En Un cuarto propio conectado, Remedios Zafra esboza muchas de las ideas que forman el núcleo de El entusiasmo, como, por ejemplo, la idea de que el cuarto propio es un espacio históricamente feminizado. Muchos cambios en las vidas y aspiraciones de las mujeres, explica Zafra, han tenido lugar en ese cuarto propio, pero queda por delante un ejercicio de reapropiación y actualización de esa habitación propia, “ahora que es ya una habitación irreversiblemente conectada”. Para hablar del cuarto propio precarizado de toda una generación, Zafra comienza hablándonos del suyo, un cuarto propio que estaba en una casa antigua y grande de un minúsculo pueblo cordobés donde casi todos los espacios, salvo los dormitorios, eran comunes y de tránsito –el zaguán, la salita, la cocina, el patio–, espacios, cuenta, gestionados por su madre que, como casi todas nuestras madres, nunca tuvo un cuarto propio. La importancia de ese espacio íntimo para la búsqueda de una misma, para la búsqueda del tiempo propio, no es baladí; tiene que ver, sobre todo, con la construcción de una vocación que, creemos, nos va a sacar de esas cuatro paredes. Remedios Zafra quiso probar suerte en el desván, “pero los gatos y las golondrinas que lo frecuentaban eran demasiada distracción”, porque no había cristales en las ventanas y, de ahí que los libros se mojaran en invierno y se quedaran tiesos en verano. Su primer cuarto propio de verdad lo instaló en un lugar llamado “camarilla”: sus dominios eran una máquina de escribir Olivetti y una pequeña mesa rectangular con una silla de madera a juego. Más tarde llegaron los libros que su padre traía cuando iba a la ciudad a comprar materiales de construcción “para casas y habitaciones de otros”. 

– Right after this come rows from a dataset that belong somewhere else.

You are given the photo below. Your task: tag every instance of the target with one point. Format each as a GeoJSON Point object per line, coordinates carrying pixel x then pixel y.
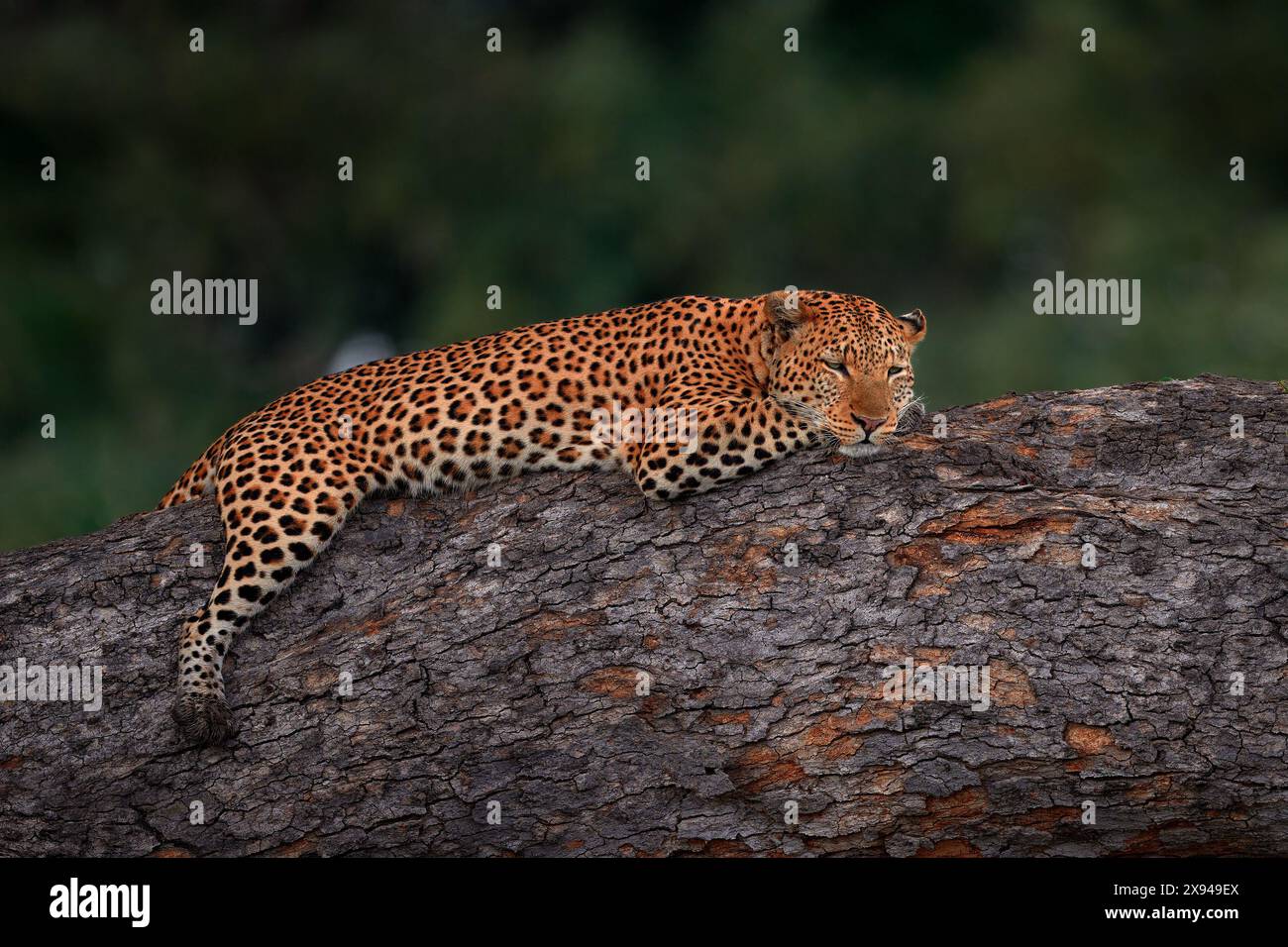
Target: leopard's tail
{"type": "Point", "coordinates": [197, 478]}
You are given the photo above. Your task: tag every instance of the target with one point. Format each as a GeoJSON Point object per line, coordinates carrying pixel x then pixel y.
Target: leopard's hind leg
{"type": "Point", "coordinates": [281, 504]}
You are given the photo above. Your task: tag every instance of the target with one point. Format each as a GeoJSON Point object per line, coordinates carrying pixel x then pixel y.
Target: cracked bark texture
{"type": "Point", "coordinates": [518, 684]}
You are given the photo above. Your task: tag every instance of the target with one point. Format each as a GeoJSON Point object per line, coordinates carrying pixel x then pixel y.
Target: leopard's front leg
{"type": "Point", "coordinates": [719, 442]}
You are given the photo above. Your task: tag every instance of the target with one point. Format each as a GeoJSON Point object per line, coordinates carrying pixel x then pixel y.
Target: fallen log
{"type": "Point", "coordinates": [558, 667]}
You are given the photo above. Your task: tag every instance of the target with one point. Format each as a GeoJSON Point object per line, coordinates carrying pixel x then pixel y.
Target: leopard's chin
{"type": "Point", "coordinates": [859, 450]}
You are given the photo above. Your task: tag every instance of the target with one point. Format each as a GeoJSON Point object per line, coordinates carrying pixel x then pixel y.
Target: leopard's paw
{"type": "Point", "coordinates": [202, 718]}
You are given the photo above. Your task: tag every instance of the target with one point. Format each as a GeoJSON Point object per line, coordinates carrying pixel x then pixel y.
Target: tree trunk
{"type": "Point", "coordinates": [716, 676]}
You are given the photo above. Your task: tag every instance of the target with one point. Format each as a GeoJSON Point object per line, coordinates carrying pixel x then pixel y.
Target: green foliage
{"type": "Point", "coordinates": [516, 169]}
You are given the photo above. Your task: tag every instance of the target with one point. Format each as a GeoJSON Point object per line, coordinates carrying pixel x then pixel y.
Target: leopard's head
{"type": "Point", "coordinates": [841, 364]}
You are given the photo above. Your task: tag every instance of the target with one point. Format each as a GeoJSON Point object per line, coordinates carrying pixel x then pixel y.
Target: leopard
{"type": "Point", "coordinates": [755, 379]}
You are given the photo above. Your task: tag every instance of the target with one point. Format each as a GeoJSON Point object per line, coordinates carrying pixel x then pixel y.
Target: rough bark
{"type": "Point", "coordinates": [518, 684]}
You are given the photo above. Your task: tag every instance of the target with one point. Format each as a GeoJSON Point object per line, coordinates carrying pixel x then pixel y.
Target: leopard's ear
{"type": "Point", "coordinates": [787, 311]}
{"type": "Point", "coordinates": [913, 326]}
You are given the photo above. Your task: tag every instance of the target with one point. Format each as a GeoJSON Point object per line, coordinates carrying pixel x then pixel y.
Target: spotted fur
{"type": "Point", "coordinates": [763, 376]}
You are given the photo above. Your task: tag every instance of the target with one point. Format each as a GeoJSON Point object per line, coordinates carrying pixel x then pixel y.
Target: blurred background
{"type": "Point", "coordinates": [518, 169]}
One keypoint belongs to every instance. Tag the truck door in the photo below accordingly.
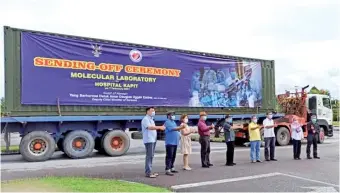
(312, 106)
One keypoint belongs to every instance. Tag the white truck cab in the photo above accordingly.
(320, 105)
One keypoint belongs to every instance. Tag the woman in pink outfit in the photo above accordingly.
(297, 136)
(185, 141)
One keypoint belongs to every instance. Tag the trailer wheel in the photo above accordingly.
(60, 145)
(78, 144)
(116, 143)
(98, 145)
(137, 135)
(321, 135)
(283, 136)
(37, 146)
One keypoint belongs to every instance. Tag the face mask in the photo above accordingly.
(233, 74)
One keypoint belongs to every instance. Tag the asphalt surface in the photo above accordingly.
(285, 175)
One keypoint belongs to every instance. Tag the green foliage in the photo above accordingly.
(3, 107)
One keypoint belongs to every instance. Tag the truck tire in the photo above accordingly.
(116, 143)
(137, 135)
(78, 144)
(283, 136)
(98, 145)
(321, 135)
(60, 145)
(37, 146)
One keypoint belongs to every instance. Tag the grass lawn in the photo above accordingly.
(75, 184)
(11, 148)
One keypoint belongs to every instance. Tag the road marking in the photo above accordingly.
(176, 187)
(96, 161)
(321, 189)
(311, 180)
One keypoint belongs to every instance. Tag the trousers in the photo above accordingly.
(269, 147)
(255, 150)
(230, 152)
(312, 140)
(205, 150)
(150, 152)
(296, 148)
(170, 157)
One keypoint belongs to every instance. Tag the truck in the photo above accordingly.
(81, 94)
(299, 105)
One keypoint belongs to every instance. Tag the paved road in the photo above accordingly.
(286, 175)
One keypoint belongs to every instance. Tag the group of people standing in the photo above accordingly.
(175, 135)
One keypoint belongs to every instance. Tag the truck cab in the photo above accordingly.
(320, 105)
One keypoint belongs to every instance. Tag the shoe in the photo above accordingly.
(169, 173)
(150, 176)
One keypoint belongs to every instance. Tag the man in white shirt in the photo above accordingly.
(269, 138)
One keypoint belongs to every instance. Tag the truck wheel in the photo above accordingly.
(283, 136)
(60, 145)
(78, 144)
(137, 135)
(37, 146)
(116, 143)
(98, 145)
(321, 135)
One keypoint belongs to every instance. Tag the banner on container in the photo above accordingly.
(67, 71)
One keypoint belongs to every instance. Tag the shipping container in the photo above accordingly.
(13, 84)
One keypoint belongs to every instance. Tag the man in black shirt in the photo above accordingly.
(313, 130)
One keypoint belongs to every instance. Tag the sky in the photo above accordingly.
(303, 37)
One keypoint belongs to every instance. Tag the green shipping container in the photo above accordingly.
(13, 86)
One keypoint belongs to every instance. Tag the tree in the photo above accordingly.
(3, 107)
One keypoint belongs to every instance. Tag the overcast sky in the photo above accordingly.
(296, 34)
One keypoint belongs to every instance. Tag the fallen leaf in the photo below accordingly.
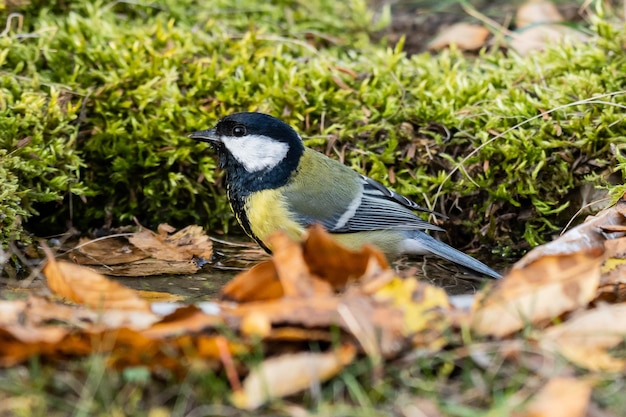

Antes de leer la azarosa iniciación de Zafra a la lectura, la escuché hablar de esa biblioteca que su padre fue ayudándola a construir, y sentí que estaba hablando de mí: las niñas curiosas de pueblo, hijas de familia obrera, leen todo lo que cae en sus manos; libros, casi siempre, desechados por otros. Ella lo recuerda así: “La ecléctica colección de libros que mi padre traía tenía como origen a un amigo suyo que se los regalaba y, más concretamente, al trabajo de este amigo en la sección de oportunidades de Galerías Preciados. El amigo de papá apilaba los libros por colores y tamaños en su stand de saldos y oportunidades. Allí, los más famosos autores en baratas ediciones de bolsillo convivían con excedentes de catálogo de exposiciones desconocidas, malas traducciones y libros que nadie había querido comprar”. Todos los libros que llegaban a su casa, por el mero hecho de serlo, hablaban de lo que había en el mundo: “Estando dentro era como estar fuera de la casa, porque afuera apuntaban casi todos los libros”. Con el tiempo, el cuarto propio fue cambiando de ciudad y los libros convivieron con las pantallas porque “todo lo que existe en el mundo existe en Internet”. 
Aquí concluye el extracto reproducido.